Just as the human fetus has long been thought capable of absorbing adequate nourishment even if the mother is starving, so the human brain has been considered able to develop normally even in a starving infant. But this could be an outdated thesis, said researchers at a Boston symposium on mental retardation convened by the Joseph P. Kennedy Jr. Foundation. There is a growing body of evidence that mental retardation is sometimes the result of malnutrition, and in the case of premature babies, who by definition have not been nourished up to a normal birth weight, the effects may be seen even in as well-fed a society as the U.S. Elsewhere, three-fourths of the world's billion children are rated as undernourished, with horrendous implications for retardation of mental development.

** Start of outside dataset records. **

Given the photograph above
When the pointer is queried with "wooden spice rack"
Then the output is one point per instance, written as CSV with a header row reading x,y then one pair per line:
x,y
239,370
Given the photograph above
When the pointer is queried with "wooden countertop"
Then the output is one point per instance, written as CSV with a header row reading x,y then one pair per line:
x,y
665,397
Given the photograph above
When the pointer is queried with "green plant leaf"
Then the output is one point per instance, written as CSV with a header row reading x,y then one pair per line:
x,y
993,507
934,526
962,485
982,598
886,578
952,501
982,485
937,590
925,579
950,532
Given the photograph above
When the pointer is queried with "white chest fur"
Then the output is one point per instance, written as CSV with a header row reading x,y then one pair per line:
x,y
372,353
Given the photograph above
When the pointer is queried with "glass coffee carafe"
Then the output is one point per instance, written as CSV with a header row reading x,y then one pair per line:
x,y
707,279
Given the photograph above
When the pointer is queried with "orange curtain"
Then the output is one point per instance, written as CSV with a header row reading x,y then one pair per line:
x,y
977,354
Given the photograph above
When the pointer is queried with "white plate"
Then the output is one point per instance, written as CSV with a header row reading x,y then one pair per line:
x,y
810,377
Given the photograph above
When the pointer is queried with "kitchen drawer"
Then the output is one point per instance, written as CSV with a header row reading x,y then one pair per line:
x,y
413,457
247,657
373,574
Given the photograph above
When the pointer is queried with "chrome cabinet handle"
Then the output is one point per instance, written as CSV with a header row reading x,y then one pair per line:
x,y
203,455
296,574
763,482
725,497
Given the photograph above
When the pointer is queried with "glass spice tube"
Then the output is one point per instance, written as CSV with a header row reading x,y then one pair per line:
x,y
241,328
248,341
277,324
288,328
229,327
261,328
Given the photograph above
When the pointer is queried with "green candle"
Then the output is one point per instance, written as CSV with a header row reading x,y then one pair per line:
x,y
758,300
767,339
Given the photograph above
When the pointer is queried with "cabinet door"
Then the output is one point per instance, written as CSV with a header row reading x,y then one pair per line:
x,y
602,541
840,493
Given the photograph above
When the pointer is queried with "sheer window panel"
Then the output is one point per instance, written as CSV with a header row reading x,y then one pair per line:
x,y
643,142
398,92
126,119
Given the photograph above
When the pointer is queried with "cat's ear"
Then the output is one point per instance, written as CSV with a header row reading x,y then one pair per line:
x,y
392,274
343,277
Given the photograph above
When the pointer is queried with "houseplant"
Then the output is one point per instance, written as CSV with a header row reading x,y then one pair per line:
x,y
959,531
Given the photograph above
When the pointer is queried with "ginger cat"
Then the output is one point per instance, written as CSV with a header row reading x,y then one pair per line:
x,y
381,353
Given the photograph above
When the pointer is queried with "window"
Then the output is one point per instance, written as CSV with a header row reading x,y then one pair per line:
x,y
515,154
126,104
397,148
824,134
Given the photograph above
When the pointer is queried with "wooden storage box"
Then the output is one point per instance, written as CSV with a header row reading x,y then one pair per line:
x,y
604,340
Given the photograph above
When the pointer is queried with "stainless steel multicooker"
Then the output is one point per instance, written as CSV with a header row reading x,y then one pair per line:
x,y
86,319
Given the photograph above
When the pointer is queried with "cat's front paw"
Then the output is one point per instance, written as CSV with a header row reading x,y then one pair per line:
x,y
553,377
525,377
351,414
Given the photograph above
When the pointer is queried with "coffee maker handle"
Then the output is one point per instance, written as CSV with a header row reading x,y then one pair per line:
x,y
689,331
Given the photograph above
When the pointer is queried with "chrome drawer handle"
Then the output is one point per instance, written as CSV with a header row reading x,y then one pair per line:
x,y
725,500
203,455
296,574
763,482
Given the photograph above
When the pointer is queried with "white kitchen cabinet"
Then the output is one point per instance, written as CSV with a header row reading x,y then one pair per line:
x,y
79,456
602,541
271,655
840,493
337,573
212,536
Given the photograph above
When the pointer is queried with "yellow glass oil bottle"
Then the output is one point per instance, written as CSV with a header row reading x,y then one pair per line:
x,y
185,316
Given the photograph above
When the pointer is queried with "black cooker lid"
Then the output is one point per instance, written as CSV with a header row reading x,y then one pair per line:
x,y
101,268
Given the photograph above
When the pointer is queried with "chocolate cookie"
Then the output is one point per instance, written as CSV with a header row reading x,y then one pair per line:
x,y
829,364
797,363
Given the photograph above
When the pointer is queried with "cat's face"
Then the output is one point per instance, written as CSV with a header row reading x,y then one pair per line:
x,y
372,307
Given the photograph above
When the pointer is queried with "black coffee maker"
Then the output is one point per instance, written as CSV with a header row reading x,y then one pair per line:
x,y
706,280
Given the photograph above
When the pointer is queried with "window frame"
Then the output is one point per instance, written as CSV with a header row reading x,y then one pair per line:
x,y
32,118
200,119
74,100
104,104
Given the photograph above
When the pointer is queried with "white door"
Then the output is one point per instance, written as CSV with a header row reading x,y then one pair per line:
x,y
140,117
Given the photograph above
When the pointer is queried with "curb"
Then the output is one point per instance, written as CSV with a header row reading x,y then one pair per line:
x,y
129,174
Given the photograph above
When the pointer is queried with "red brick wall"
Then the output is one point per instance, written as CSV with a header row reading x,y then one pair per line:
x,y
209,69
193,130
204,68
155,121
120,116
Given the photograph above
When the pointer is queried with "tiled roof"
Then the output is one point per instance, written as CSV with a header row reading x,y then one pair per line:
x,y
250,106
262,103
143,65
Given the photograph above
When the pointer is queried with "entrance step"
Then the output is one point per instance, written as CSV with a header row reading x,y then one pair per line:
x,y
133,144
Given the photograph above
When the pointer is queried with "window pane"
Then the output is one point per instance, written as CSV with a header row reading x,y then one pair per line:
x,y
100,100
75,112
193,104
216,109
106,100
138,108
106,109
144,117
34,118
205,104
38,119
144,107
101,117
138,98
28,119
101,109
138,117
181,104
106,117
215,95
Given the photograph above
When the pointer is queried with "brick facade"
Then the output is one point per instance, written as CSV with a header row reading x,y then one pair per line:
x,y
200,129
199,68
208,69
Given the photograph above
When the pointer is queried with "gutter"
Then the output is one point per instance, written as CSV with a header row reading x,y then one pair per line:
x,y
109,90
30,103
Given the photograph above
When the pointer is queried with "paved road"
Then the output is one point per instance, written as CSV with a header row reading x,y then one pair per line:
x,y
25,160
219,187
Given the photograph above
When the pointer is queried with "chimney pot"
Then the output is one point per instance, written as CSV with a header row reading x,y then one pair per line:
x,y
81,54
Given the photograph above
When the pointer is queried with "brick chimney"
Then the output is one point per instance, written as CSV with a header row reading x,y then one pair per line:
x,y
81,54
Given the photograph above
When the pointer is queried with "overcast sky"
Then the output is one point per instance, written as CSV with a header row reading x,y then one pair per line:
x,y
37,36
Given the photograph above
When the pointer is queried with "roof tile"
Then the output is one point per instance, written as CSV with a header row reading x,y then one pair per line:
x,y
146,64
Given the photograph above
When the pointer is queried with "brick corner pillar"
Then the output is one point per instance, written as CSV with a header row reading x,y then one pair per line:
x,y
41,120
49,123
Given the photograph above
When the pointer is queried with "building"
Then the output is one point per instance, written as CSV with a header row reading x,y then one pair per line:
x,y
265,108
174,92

Growing Brain. Though there are countless kinds of malnutrition, the researchers reporting in Boston concentrated on protein-calorie deficiency--an overall shortage of food, including a conspicuous deficit of protein. In Mexico City, reported Dr. Joaquin Cravioto, infants under six months old who had to be hospitalized for this type of malnutrition recovered but then developed much more slowly mentally than older children who suffered from the same condition. Studies in Yugoslavia indicate that such children fail to catch up even seven to 14 years later.

This failure, Dr. Cravioto suggested, may be related to the fact that a baby's brain grows fastest at birth and shortly afterward, gaining weight at the rate of about an ounce every two weeks. Reporting similar findings in laboratory animals, the University of London's Dr. John Dobbing said that underfeeding of newborn rats and pigs interferes with the growth of fatty, myelin sheaths around nerve fibers. And this brain damage cannot be fully repaired by normal feeding in later life.

Rh Factor. Such investigations into the causes and treatment of mental retardation are being greatly intensified. But the Kennedy Foundation's current awards, totaling a lavish $200,000, went for research done long ago and for work in caring for the millions of current victims. The winners:

>Drs. Alexander S. Wiener and Philip Levine, whose parallel work in New York City showed that the Rh factor is a major source of blood incompatibility, and that this incompatibility may in turn cause irreversible brain damage (personal awards of $6,250 each).

>Dr. Louis K. Diamond of Boston and Cornell University's Dr. Fred H. Allen Jr., for developing the technique of total replacement of a newborn baby's blood to avert the effects of Rh incompatibility (to each, $6,250 plus $25,000 for more research).

>Dr. Renee Silvie Portray, for leadership in setting up treatment centers for the mentally retarded in Belgium, and Mrs. Eloisa Garcia Etchegoyhen de Lorenzo, for doing the same in Uruguay (to each, a personal $12,500 plus $25,000 to carry on her work).

>The Sisters of the Third Order of St. Francis of Assisi (Mother Mary Romuald, Superior General) of Milwaukee, for education and care of the mentally retarded ($50,000). The sisters run the special school in Wisconsin where Rosemary Kennedy has lived since 1941.